Case-in-point: Fraser’s career was cut short over a flap with the Australia Swimming Union. At the 1964 Tokyo Olympics, Fraser was admonished by the ASU for marching in the opening ceremonies against their wishes. If that weren’t enough, she wore an older suit that was not provided by the team sponsor, because she thought it was more comfortable. (That decision obviously worked out well for her, as she won gold in the 100m freestyle despite wearing an older model suit).
And to cap off her Olympic escapades, Fraser was arrested for stealing an Olympic flag from outside of Emperor Hirohito’s Palace. She ended up being released without charge, but the incident sparked rumors and legends about her swimming the moat outside of the palace to retrieve the flag.
As a result of her behavior in Japan, the ASU suspended her for an unbelievable 10 years. In 1964, Fraser was already 27 years old, and this suspension effectively ended her swimming career. The Union repealed their decision shortly before the ’68 games, but at 31 years old, this didn’t allow her enough time to properly prepare.
This rebellious attitude angered her national association, yet it endeared her to her nation.
This untimely end of her career left her short of the opportunity to become the first swimmer to ever win the same event at 4 consecutive Olympics. As it stood, Fraser is one of only two swimmers to ever win the same event at 3 Olympics. (If you are curious, the other is Hungarian Krisztina Egerszegi, who won the 200m back at the ’88, ’92, and ’96 Olympics.)

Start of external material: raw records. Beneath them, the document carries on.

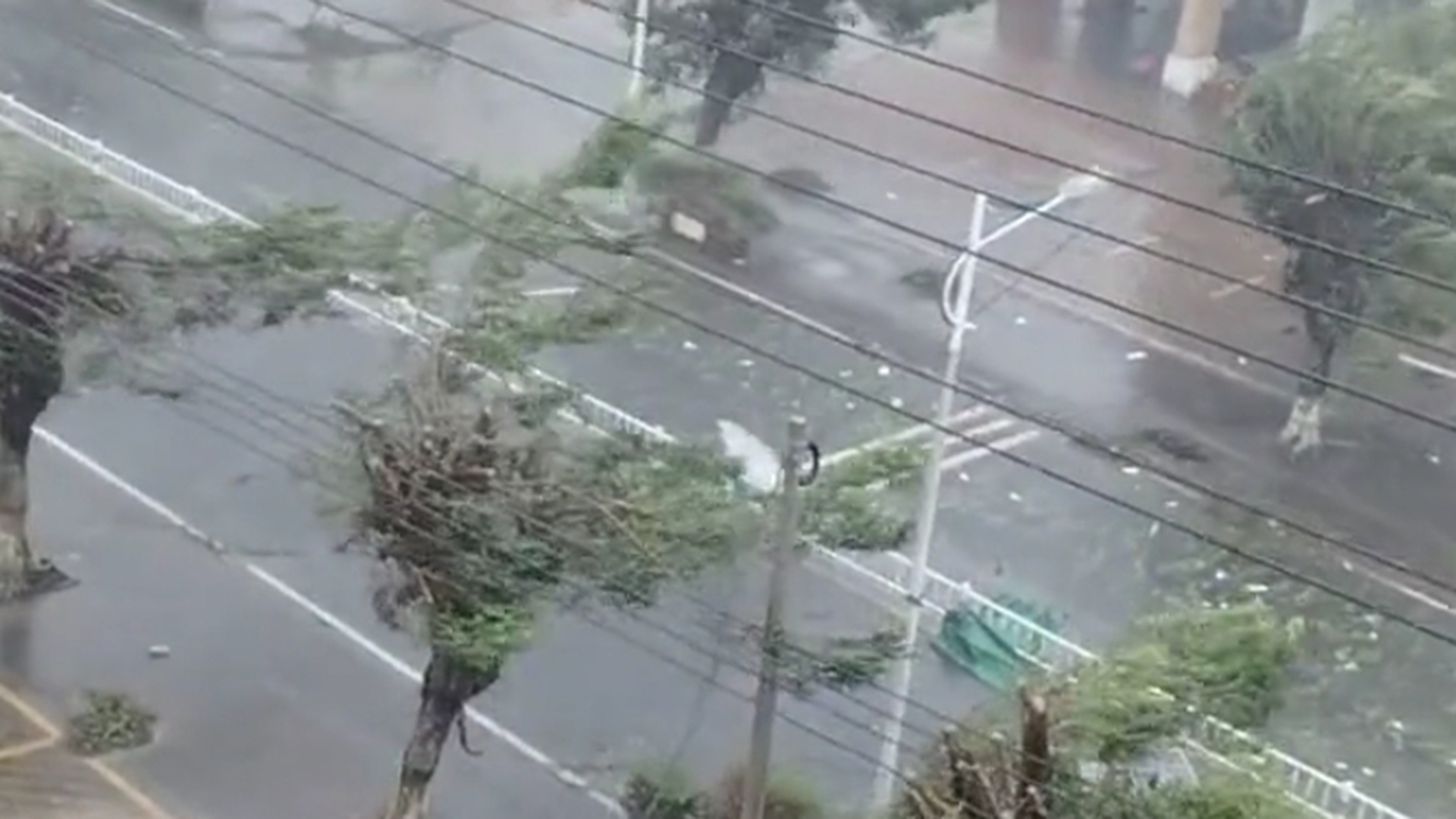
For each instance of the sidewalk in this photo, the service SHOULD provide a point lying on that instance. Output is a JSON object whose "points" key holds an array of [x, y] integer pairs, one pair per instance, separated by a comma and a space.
{"points": [[1177, 293]]}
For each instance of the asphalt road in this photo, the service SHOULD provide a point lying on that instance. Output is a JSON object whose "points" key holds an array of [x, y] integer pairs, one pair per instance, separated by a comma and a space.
{"points": [[674, 378]]}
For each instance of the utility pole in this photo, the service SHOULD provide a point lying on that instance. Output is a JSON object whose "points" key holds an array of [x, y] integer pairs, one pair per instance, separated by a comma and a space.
{"points": [[764, 701], [638, 55], [956, 309]]}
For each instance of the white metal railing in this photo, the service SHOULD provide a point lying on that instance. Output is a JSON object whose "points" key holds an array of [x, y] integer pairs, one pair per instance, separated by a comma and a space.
{"points": [[1304, 783]]}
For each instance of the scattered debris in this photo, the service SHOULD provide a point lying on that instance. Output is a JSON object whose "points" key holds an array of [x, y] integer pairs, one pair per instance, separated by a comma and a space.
{"points": [[801, 180], [1175, 445], [108, 723]]}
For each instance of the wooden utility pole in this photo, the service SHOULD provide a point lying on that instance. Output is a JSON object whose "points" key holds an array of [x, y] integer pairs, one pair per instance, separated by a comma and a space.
{"points": [[1194, 58], [764, 701]]}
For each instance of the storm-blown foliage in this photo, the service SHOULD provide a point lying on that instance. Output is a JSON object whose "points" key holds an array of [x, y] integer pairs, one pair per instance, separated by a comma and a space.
{"points": [[1085, 748], [1365, 105], [85, 279], [727, 44], [485, 509]]}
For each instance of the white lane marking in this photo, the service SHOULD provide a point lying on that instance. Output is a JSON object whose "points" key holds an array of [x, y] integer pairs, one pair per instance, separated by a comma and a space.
{"points": [[140, 19], [753, 297], [327, 618], [414, 675], [1025, 436], [973, 433], [909, 433], [1426, 366], [1235, 286]]}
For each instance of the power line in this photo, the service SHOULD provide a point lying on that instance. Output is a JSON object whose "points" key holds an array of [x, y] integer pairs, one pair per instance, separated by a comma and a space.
{"points": [[604, 114], [688, 642], [256, 413], [254, 425], [1112, 180], [637, 297], [1037, 419], [934, 175], [677, 635], [1103, 115]]}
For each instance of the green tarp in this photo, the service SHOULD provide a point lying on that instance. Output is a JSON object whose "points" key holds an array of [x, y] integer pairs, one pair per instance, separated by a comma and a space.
{"points": [[990, 646]]}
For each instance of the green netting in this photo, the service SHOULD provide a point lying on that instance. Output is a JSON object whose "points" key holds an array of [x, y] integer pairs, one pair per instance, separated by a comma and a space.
{"points": [[990, 646]]}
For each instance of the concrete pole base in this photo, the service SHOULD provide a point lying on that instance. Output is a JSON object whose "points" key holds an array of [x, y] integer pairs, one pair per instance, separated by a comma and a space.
{"points": [[1185, 74]]}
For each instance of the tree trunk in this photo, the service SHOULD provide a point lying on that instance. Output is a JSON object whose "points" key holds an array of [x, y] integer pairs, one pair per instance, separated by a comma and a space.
{"points": [[15, 550], [443, 695], [25, 391], [728, 80]]}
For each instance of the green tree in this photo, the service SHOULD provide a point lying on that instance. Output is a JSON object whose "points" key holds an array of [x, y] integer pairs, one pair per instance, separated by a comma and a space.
{"points": [[484, 512], [1365, 105], [91, 276], [88, 279], [485, 506], [1087, 746], [728, 44]]}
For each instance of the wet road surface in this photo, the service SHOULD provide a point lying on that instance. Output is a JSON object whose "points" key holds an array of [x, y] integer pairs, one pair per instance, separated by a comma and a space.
{"points": [[1074, 369]]}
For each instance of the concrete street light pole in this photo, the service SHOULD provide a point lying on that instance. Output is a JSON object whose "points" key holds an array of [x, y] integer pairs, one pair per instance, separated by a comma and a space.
{"points": [[956, 308], [638, 55]]}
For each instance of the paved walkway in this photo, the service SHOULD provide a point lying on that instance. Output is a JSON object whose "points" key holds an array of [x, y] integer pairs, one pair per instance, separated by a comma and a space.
{"points": [[41, 780]]}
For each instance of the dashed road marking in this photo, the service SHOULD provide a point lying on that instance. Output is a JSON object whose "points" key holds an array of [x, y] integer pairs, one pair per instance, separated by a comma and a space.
{"points": [[329, 620], [1235, 286], [970, 445]]}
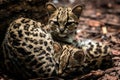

Like many swimmers prior to the modern era, Fraser never intended to be a great swim champion. She actually grew up with a passion for horses, but as the youngest of 8 children in a working-class family, that hobby was simply to expensive for her parents to support. Luckily, swimming at the time was cheap. With the huge abundance of pools in Australia, and the very limited equipment needed at the time–this is the era before $700 suits and 47 mandatory pieces of training equipment—swimming was a perfect fit.
Also similarly to many other of history’s best swimmers, Fraser began swimming as treatment for a medical condition. While Johnny Weissmuller began as treatment for polio, and Michael Phelps started to abate his ADD, Fraser had a condition which is much more familiar to many swimmers, but still equally frightening when you are a child getting used to not having access to oxygen: asthma.
Perhaps it was this familiarity that endeared her to the public so much. She was how they were: she wore the more comfortable suit, sponsorship be darned. She marched in the opening ceremonies, because she appreciated the spectacle and experience of the Olympics as much as the competition. She had a wild streak in her, and played pranks which were ultimately harmless. And she did it all with the everyman’s condition, asthma, that prevents participation in most other organized sports.
While she is no longer an active participant in swimming, she has not retired behind her trophy cases. Besides remaining an active member in the Olympic and Paralympic movement, Fraser has served the public which has adored her so much.
From 1988-1991, she was a member of the Parliament of New South Wales. She has also taken up and patroned the causes of the Cerebral Palsy Sports Association and the Wheelchair Sports Association of Victoria.
Fraser’s role as the world’s first great female swimming star, and perhaps the world’s greatest female swimming star ever, was a function of her ability to take freestyle to a level never before seen, and her ability to do it with a spunk and fire that fought the system. And this is what makes her a Legend of the Pool.